Antrag: Katzenschutzverordnung (Stadträt*innen Anne Vollerthun, Susanne Scheidereiter, Andreas Geisler)

Gemeinsamer Antrag vom 16. Mai 2025

Link zum Antrag VIII-A-01247 im Ratsinformationssystem

Beschlussvorschlag

Der Stadtrat beauftragt den Oberbürgermeister sich bei der neu gewählten Landesregierung dafür einzusetzen, eine landesweite Katzenschutzverordnung einzuführen und in Leipzig ersten Maßnahmen zur Umsetzung zu treffen.

Diese Katzenschutzverordnung soll beinhalten:

  1. eine Kennzeichnungs- und Registrierungspflicht, jede Katze soll mit einem Mikrochip sicher gekennzeichnet werden und die Daten sollen bei einer zentralen Datenbank ( aktuell Findefix oder Tasso aber auch die Datenbank des Freistaates für Nutztiere wäre denkbar ) sicher registriert werden.
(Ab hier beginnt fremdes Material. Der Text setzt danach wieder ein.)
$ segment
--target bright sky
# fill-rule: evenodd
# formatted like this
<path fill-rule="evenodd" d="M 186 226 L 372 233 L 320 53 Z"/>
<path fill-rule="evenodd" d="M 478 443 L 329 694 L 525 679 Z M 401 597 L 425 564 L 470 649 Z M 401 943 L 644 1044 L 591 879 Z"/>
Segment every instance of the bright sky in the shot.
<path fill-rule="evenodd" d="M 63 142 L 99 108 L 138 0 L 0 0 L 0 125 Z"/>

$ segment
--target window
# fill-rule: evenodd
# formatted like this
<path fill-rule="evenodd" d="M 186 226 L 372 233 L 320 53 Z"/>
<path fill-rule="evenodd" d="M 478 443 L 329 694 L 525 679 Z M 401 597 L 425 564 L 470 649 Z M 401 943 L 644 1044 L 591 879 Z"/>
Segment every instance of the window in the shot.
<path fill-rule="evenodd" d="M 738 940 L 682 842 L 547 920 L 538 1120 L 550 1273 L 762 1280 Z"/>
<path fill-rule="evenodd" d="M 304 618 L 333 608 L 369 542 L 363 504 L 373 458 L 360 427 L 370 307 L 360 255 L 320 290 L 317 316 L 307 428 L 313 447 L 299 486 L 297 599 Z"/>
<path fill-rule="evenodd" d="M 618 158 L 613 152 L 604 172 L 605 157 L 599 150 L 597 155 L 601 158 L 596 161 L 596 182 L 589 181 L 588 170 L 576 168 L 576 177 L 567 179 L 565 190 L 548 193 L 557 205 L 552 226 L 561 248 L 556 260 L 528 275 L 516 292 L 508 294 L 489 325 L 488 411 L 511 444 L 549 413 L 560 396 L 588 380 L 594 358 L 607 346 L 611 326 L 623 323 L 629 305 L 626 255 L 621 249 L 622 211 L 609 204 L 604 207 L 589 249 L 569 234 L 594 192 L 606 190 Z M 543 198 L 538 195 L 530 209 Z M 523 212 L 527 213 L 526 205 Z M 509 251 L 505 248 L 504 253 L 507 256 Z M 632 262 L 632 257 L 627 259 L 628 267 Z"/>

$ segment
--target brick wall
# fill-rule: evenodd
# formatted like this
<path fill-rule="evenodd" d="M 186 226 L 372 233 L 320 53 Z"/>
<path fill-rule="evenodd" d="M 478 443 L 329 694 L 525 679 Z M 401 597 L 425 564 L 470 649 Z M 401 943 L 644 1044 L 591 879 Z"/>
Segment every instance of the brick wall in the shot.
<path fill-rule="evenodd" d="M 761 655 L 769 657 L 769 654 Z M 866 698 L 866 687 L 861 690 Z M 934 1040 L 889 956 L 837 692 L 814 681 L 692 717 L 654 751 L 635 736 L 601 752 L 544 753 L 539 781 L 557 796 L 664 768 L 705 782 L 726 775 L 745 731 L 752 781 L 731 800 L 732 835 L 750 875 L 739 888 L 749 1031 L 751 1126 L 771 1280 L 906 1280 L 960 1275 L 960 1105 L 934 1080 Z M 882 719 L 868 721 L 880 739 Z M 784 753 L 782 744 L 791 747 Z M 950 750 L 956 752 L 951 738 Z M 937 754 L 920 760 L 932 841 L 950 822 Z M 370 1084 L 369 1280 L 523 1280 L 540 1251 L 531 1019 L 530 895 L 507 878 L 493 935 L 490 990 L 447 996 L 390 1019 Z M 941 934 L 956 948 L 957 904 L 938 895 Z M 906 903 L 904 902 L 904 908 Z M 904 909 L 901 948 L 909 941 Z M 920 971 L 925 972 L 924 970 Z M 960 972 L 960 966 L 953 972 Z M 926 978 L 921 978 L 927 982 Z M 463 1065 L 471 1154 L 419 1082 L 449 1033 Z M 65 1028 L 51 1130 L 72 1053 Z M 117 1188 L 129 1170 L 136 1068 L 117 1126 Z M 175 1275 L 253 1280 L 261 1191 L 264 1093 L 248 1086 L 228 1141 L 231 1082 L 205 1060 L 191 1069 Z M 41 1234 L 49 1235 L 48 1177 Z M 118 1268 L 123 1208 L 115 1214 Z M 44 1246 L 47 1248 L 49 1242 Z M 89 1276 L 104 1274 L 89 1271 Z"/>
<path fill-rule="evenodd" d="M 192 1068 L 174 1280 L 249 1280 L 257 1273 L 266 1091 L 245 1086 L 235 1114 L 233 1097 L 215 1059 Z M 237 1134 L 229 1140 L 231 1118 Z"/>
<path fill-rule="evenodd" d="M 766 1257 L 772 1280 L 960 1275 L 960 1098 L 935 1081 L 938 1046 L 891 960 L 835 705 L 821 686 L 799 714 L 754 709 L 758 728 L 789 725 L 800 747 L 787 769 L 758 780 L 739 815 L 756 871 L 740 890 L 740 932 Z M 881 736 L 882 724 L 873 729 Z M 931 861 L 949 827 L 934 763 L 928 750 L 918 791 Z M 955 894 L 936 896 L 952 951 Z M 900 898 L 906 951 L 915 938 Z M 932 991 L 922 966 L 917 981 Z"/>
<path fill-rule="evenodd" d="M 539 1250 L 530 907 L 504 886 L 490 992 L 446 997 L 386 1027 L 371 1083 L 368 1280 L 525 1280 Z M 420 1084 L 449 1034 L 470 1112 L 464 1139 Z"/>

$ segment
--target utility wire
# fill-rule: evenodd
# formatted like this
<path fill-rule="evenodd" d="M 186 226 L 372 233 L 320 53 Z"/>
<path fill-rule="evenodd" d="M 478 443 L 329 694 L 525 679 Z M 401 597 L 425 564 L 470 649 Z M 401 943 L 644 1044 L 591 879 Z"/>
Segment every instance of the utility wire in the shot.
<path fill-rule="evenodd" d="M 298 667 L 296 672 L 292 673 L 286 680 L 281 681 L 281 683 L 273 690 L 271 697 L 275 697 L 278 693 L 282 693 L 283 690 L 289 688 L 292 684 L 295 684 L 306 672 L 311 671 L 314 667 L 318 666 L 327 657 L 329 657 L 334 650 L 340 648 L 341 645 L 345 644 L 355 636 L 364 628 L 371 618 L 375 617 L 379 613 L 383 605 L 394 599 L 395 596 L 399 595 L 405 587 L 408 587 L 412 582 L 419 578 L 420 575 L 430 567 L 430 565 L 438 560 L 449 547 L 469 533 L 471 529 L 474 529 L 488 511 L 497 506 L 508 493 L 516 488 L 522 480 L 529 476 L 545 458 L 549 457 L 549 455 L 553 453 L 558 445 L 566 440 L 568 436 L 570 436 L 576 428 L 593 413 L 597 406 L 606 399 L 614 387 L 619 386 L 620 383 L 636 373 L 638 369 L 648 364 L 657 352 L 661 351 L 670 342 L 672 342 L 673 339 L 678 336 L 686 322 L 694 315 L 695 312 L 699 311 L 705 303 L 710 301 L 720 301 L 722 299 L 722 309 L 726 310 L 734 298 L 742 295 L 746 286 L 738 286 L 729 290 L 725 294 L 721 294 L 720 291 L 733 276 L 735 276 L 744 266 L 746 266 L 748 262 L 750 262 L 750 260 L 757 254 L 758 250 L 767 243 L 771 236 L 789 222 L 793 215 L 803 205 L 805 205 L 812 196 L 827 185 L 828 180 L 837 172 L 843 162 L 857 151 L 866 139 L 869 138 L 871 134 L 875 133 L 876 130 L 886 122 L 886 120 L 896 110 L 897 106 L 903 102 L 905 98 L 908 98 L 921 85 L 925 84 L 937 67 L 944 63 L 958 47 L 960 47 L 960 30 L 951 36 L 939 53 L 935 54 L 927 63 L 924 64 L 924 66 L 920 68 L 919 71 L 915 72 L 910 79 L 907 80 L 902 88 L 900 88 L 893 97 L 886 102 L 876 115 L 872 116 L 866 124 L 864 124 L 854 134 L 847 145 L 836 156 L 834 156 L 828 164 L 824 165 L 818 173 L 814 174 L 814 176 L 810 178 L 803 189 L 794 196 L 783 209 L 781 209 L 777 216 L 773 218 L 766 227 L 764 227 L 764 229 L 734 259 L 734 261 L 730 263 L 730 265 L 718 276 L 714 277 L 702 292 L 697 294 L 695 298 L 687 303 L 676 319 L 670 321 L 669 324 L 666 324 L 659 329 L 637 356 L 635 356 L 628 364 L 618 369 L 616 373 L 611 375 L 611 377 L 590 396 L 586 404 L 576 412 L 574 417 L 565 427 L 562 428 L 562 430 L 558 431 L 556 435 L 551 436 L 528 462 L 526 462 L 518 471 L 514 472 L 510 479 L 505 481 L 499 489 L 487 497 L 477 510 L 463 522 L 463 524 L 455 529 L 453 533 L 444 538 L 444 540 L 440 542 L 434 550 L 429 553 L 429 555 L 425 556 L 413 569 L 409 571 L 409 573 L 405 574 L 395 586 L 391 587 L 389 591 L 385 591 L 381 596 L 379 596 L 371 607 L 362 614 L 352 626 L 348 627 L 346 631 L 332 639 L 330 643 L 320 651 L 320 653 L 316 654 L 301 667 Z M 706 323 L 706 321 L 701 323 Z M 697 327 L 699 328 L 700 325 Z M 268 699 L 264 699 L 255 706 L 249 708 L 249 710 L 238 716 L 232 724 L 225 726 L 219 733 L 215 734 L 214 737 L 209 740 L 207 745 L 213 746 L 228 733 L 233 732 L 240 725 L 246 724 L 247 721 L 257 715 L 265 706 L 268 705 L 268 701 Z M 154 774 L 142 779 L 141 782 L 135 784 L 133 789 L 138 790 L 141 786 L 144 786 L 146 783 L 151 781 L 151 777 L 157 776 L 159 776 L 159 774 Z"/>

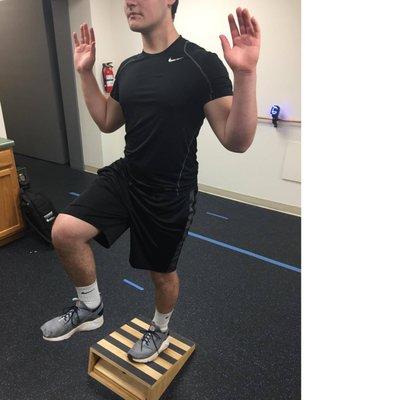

Damit hätte jede Katze quasi einen Pass und man kann vermisste oder gefundene Tiere schnell und sicher zuordnen und so kann Missbrauch verhindert werden.
  2. Kastration, alle Katzen und Kater die frei herumlaufen oder zeitweise Freigang haben sollen kastriert sein um unkontrollierte Vermehrung zu verhindern. Das ist zum einen gelebter Tierschutz, ist aber auch zur Reduzierung freilebender Katzenpopulationen von großer Bedeutung. Nach einer ausführlichen Debatte im Tierschutzbeirat sprechen wir uns für Kastrationen im Alter von mindestens 6 Monaten und gegen Frühkastrationen aus.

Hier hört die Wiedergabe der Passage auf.